Avoiding Nadal crucial for Federer
MADRID: Roger Federer believes avoiding Rafael Nadal at the Madrid Masters this week could prove crucial in his campaign to finally topple the king of clay and capture an elusive French Open title.
The Swiss second seed has yet to meet his Spanish rival on clay so far in 2009, but the two will be seeded for what would be a fourth straight final between the pair at Roland Garros in a month's time.
"It might have been a little bit of an advantage for Rafa to have beaten me before Paris on clay in the past seasons," said Federer prior to his start in Madrid.
"That gives him confidence and might have made it a little easier to beat me in the (last three Paris) finals.
"This year I haven't played him on clay but I'm hoping to play him here in the final. But even if it doesn't (happen) it could still be a good thing. It's different when you've played a month earlier and got to Paris knowing that you've beaten someone."
Federer, the holder of 13 Grand Slam titles, still needs a French Open trophy to complete his collection.
However, Nadal has proved a formidable obstacle winning the last four titles in Paris where he has never lost.
On court in the opening round of this combined 7.2-million-euro ATP and WTA event, women's number four seed Jelena Jankovic advanced easily over Nuria Llagostera Vives of Spain 6-2, 6-1.
However, other seeds slumped.
Australia's Samantha Stosur, who lost her only European clay match of the season in Rome last week, knocked out Polish tenth seed Agnieszwa Radwanska 7-6 (7-4), 6-1.
Russia's Elena Vesnina upended French number 13 Alize Cornet 7-5, 6-1 while Hungarian Agnes Szavay beat Italian Flavia Pennetta, seeded 12th, 6-3, 6-7 (2/7), 6-2.
Unfancied Czech Lucie Safarova advanced as Estonia's 16th seed Kaia Kanepi quit trailing 6-2, 2-3.
Meanwhile, Federer had no hesitation in endorsing Nadal's opposition to a failed attempt by Madrid organisers to change the colour of their match courts here to blue.
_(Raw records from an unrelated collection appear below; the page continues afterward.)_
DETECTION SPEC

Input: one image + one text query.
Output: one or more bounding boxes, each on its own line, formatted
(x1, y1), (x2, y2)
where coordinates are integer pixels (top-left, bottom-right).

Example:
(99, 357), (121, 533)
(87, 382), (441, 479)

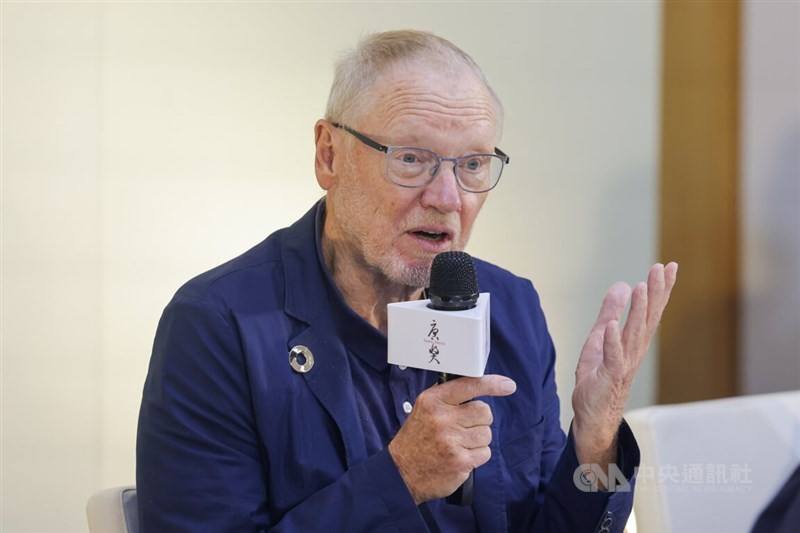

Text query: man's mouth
(411, 230), (449, 241)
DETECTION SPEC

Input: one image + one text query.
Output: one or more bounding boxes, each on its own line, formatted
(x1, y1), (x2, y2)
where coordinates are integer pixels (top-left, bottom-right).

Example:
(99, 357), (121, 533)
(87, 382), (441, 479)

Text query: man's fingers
(603, 320), (625, 376)
(461, 426), (492, 450)
(664, 261), (678, 296)
(647, 263), (666, 332)
(622, 282), (647, 354)
(592, 281), (631, 331)
(458, 400), (494, 428)
(435, 374), (517, 405)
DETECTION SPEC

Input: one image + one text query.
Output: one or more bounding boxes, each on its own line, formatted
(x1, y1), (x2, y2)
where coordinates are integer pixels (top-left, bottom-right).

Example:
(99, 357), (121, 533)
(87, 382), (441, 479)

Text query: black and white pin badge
(289, 344), (314, 374)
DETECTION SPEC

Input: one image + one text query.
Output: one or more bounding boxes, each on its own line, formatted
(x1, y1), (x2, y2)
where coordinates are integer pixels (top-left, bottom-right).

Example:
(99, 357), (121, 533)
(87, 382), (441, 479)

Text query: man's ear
(314, 119), (336, 191)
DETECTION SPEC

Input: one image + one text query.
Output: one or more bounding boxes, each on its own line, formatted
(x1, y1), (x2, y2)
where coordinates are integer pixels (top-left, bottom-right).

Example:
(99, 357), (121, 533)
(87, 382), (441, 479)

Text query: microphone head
(428, 252), (479, 311)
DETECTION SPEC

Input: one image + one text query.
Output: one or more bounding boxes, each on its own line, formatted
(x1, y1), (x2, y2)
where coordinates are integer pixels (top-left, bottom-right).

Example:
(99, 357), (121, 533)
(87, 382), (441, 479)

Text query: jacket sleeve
(136, 296), (427, 533)
(508, 285), (640, 533)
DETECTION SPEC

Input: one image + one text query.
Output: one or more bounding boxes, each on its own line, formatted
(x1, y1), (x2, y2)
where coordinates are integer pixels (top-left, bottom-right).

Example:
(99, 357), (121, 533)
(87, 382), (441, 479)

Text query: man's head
(315, 31), (502, 287)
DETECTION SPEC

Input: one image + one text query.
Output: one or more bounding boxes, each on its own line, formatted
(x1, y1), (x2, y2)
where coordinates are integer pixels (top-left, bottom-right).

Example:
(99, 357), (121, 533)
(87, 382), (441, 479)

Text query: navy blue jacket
(136, 198), (639, 533)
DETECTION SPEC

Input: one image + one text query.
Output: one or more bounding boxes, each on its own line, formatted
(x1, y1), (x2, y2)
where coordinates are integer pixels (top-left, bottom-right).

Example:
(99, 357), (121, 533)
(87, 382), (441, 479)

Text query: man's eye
(464, 158), (481, 170)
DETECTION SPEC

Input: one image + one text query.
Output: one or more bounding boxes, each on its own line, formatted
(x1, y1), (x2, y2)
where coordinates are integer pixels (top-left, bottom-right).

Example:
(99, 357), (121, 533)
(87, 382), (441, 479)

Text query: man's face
(328, 63), (498, 287)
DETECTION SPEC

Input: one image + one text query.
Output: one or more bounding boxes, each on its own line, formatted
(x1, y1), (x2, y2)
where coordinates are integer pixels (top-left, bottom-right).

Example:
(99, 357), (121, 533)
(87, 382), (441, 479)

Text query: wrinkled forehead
(364, 61), (499, 137)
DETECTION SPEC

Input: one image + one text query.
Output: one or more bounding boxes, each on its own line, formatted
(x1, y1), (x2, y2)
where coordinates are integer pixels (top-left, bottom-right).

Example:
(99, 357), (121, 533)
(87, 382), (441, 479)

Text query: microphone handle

The ATP vetoed the attempt and Federer blamed the event for failing to follow procedure.
"You (should) go to the ATP and to the board in the normal way," said the Swiss still looking for his first title of the season. "You don't ask individual players.
"That is only dividing us, it should anyway be a unanimous decision.
"I don't think there a chance for blue clay," said Federer, who only got a brief glimpse at one remaining blue practice court at the Magic Box complex.
"We are against it, red clay is the tradition," he said in echo of Nadal's thought the day before.
Serena Williams also joined the crusade.
"We don't want to play on blue clay. I'm totally against it, 100 percent against blue clay," said the American.